Oxybenzone, in particular, may be harming other marine life such as fish and sea urchins. It's estimated that 14,000 tons of sunscreen wash off humans into the oceans every year. Banning sunscreens with these two ingredients won't completely solve the problem, but it is a step in the right direction.
The ban also presents challenges for sunscreen brands. In order to sell their products in Hawaii, they'll have to produce new sunscreen formulas without these ingredients.
Concern About the Ban:
Not everyone supports the sunscreen ban. Dermatologists are concerned about skin cancer rates and the effect the ban could have on them.
The Consumer Healthcare Products Association, which represents sunscreen manufacturers, argues that many other factors could be contributing to coral reef die-off. Wastewater from ships can also pollute the ocean and compromise marine life.
There's also no way of enforcing the ban on Hawaii visitors that bring their own sunscreen that may contain the two prohibited ingredients. Hawaii officials must trust that beachgoers will use responsibly manufactured sunscreen.
Nonetheless, Hawaii's ban is inspiring other tourist destinations to take similar action. The Caribbean island of Bonaire enacted the same ban, which will also take effect on January 1, 2021.
Alternatives to Banned Sunscreens:
So what can a tourist in Hawaii do to help preserve the environment and protect themselves from the sun? Obviously, you want to avoid wearing sunscreens that contain the two soon-to-be prohibited ingredients.
Instead, look for mineral-based sunscreen formulas made with zinc oxide or titanium oxide. These two ingredients are less toxic to humans and marine life and are considered "reef friendly."

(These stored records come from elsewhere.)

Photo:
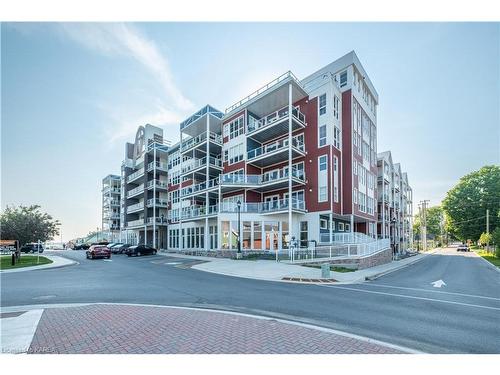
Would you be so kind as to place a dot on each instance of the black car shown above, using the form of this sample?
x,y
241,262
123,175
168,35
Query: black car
x,y
120,248
141,250
32,248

A good rule of thumb is to look for sunscreens with a simple amount of ingredients. They're less likely to contain components that can damage the sea in other ways. Organic sunscreens and children's formulas are often safer bets.
In addition to wearing these other types of sunscreens, don't forget to protect your skin in other ways from the sun when not swimming in the ocean.
Wear a hat with a brim wide enough to shield your face from the sun's rays. Sunglasses are also a must. Use a beach umbrella to hide underneath while you relax or reapply sunscreen.
UV or sun protection clothing blocks both UVA and UVB rays. When choosing this type of clothing, look for an Ultraviolet Protection Factor (UPF) of at least 30 or more to protect your skin. The higher the UPF number, the less UV radiation can pass through it.
By contrast, a plain white cotton t-shirt has a general UPF rating of only five, which means it offers very little protection against the sun. Sun protection clothing is designed of breathable materials that shield you from the sun.
Mind the Other Products You Use at the Beach:
Besides sunscreen, many people use other beauty products at the beach such as body moisturizer, skin cream, and spray-on hair condition.
The problem is these products often contain chemicals that can harm ocean life just as much as sunscreens can.
The solution? Use beauty products and brands that contain as many natural ingredients as possible. Whish is an example of a company dedicated to making the natural body, face, and hair products.
Know the Facts About the Hawaii Sunscreen Ban:
Knowing these facts about the Hawaii sunscreen ban will help you make informed decisions about what types of sunscreen you should wear when visiting the state. You can also feel confident knowing you are helping the environment and the area's marine life by wearing appropriate sunscreen.